LIHKGr

The goal of LIHKGr is to scrape text data on the LIHKG, the Hong Kong version of Reddit, for analysis. LIHKG has gained popularity in 2016 and become a popular research data source during recent years. LIHKG is currently protected by Google’s reCAPTCHA, this package currently builds on RSelenium and adopts a semi-manual approach to bypass it.

Installation

devtools::install_github("justinchuntingho/LIHKGr")

Instructions

lihkgr.R contains all the required functions. Please install the following packages: RSelenium, raster, magrittr rvest, and purrr. Follow the following workflow:

Step 1: Create a scraper

For RSelenium to work, you need to specify the browser. If you are using Chrome, you need to also specify the version. For example,create_lihkg(browser = "chrome", chromever = "83.0.4103.39"). If a version is not supplied, by default it will run the most recent version. To see Chrome version currently sourced run binman::list_versions("chromedriver").
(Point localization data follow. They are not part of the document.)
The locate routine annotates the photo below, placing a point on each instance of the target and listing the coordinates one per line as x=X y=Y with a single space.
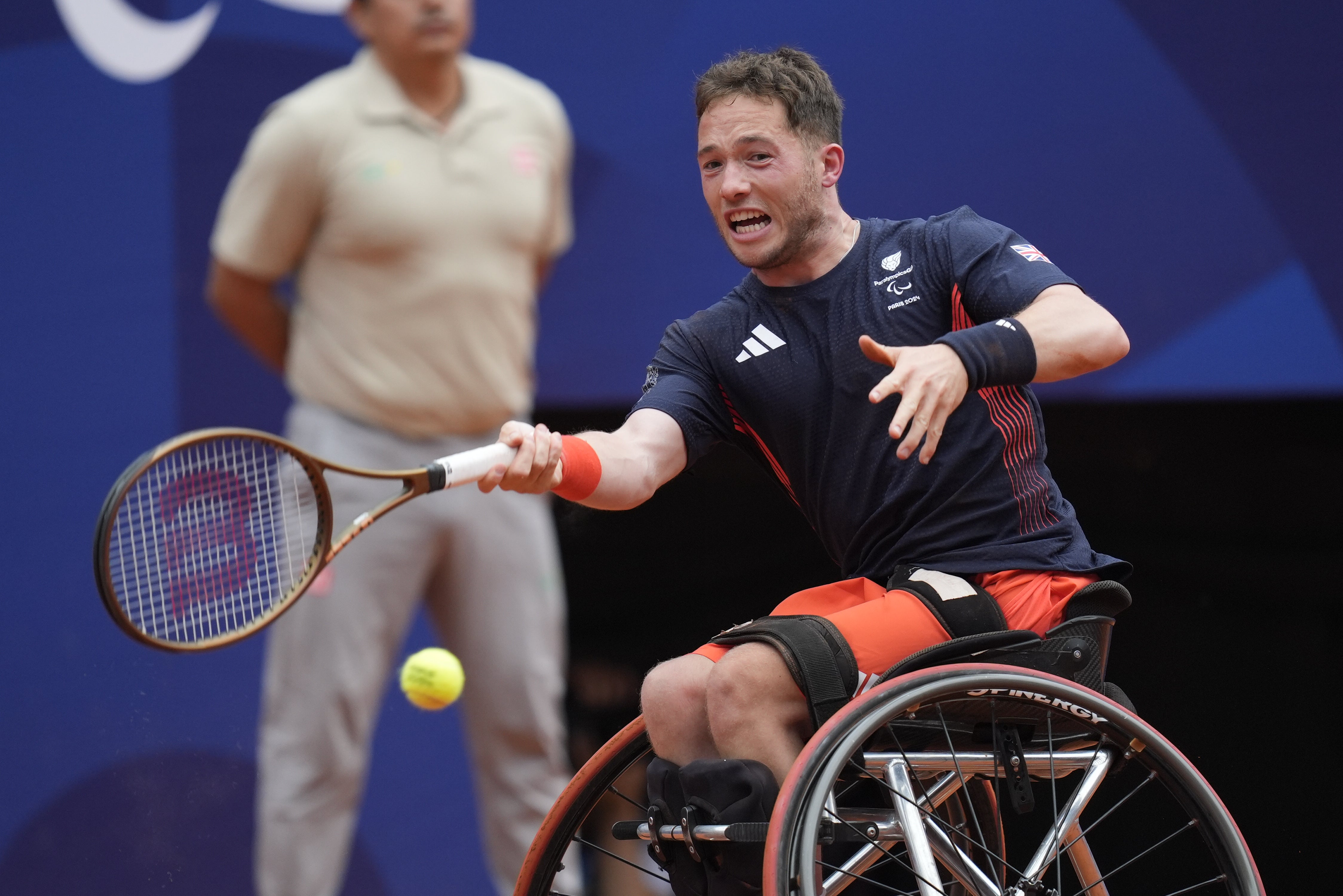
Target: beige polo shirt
x=414 y=246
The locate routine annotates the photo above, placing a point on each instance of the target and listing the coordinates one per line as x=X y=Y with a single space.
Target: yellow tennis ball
x=433 y=679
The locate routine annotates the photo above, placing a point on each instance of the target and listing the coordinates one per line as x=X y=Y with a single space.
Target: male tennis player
x=418 y=195
x=957 y=315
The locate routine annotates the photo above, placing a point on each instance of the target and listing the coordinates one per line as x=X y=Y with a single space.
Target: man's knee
x=676 y=687
x=751 y=680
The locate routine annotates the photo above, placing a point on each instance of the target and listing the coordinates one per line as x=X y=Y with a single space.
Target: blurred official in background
x=418 y=197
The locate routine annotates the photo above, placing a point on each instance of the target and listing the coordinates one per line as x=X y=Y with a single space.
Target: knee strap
x=816 y=653
x=961 y=606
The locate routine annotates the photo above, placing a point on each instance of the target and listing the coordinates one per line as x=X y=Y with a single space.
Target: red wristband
x=582 y=469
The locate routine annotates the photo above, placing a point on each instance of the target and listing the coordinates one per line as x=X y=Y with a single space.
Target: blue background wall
x=1180 y=163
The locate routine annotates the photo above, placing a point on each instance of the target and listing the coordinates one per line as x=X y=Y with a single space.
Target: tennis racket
x=213 y=535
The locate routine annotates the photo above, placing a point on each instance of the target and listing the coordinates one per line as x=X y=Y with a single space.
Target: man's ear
x=832 y=164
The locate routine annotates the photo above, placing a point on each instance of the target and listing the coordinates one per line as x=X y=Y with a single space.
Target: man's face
x=762 y=182
x=410 y=29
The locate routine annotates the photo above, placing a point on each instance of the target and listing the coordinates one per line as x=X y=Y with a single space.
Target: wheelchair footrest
x=745 y=832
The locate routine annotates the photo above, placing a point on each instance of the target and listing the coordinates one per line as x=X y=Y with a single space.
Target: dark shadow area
x=1228 y=512
x=171 y=823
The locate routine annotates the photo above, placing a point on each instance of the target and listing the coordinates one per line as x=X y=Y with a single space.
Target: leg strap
x=961 y=606
x=816 y=653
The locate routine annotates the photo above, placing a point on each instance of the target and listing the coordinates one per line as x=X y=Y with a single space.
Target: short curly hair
x=789 y=76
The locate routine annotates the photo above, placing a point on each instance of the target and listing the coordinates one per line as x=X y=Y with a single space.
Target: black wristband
x=996 y=354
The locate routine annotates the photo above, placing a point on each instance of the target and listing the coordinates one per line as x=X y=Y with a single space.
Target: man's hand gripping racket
x=213 y=535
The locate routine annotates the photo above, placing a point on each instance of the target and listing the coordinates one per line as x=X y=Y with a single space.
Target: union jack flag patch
x=1031 y=253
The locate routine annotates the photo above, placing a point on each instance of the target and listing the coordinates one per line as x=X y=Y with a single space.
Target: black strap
x=961 y=616
x=817 y=656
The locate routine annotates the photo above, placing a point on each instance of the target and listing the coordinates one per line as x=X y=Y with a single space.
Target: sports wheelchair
x=966 y=771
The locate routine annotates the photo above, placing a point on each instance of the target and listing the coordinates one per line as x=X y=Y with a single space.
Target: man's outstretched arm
x=1072 y=335
x=636 y=460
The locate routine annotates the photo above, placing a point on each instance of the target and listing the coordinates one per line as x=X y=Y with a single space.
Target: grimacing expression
x=762 y=180
x=409 y=29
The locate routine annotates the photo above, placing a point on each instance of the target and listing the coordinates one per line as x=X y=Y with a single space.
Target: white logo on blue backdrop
x=127 y=45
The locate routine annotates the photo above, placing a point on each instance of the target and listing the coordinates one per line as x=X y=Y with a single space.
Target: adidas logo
x=754 y=347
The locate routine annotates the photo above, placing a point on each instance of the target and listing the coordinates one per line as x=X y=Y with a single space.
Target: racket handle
x=472 y=467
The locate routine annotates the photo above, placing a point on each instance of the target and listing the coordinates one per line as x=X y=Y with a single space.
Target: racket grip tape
x=468 y=467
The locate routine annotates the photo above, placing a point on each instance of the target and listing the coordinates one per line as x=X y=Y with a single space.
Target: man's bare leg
x=673 y=702
x=755 y=710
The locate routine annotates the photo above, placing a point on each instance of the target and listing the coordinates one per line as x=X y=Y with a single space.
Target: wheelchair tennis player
x=945 y=520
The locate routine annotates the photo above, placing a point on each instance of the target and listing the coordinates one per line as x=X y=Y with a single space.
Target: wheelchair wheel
x=976 y=778
x=610 y=788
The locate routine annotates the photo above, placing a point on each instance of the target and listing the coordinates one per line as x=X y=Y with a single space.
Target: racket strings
x=213 y=538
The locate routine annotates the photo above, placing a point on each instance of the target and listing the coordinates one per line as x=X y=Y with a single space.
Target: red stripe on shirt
x=742 y=426
x=1012 y=414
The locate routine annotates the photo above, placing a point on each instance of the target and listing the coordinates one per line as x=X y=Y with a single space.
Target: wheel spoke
x=621 y=859
x=1054 y=796
x=629 y=800
x=1163 y=840
x=875 y=883
x=957 y=763
x=1190 y=890
x=945 y=825
x=1088 y=829
x=887 y=852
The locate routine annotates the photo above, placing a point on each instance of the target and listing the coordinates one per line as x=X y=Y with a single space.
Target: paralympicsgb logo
x=127 y=45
## Creating a Firefox instance with a random port.

lihkg <- create_lihkg(browser = "firefox", port = sample(10000:60000, 1), verbose = FALSE)

Step 2: Scrape

# It can accept a single post id
lihkg$scrape(2091171)

# Or a vector
lihkg$scrape(1610753:1610755)

# Another way to do it
postids <- c(1610753, 2091171)
lihkg$scrape(postids)

Step 2.1: If any post id cannot be scraped, retry

lihkg$retry()

Step 3: Get / Save the data

To obtain the dataframe:

lihkg$bag

To save as .RDS:

lihkg$save("lihkg.RDS")

If you don’t want to save the data as RDS, you can just save the bag as any format you like. It is just a regular data frame / tibble:

rio::export(lihkg$bag, "lihkg.xlsx")

Step 4: Destroy the scraper

lihkg$finalize()

Contributors

Citation

Ho, J.C. & Or, N.H.K. (2020). LIHKGr. An application for scraping LIHKG. Source code and releases available at https://github.com/justinchuntingho/LIHKGr.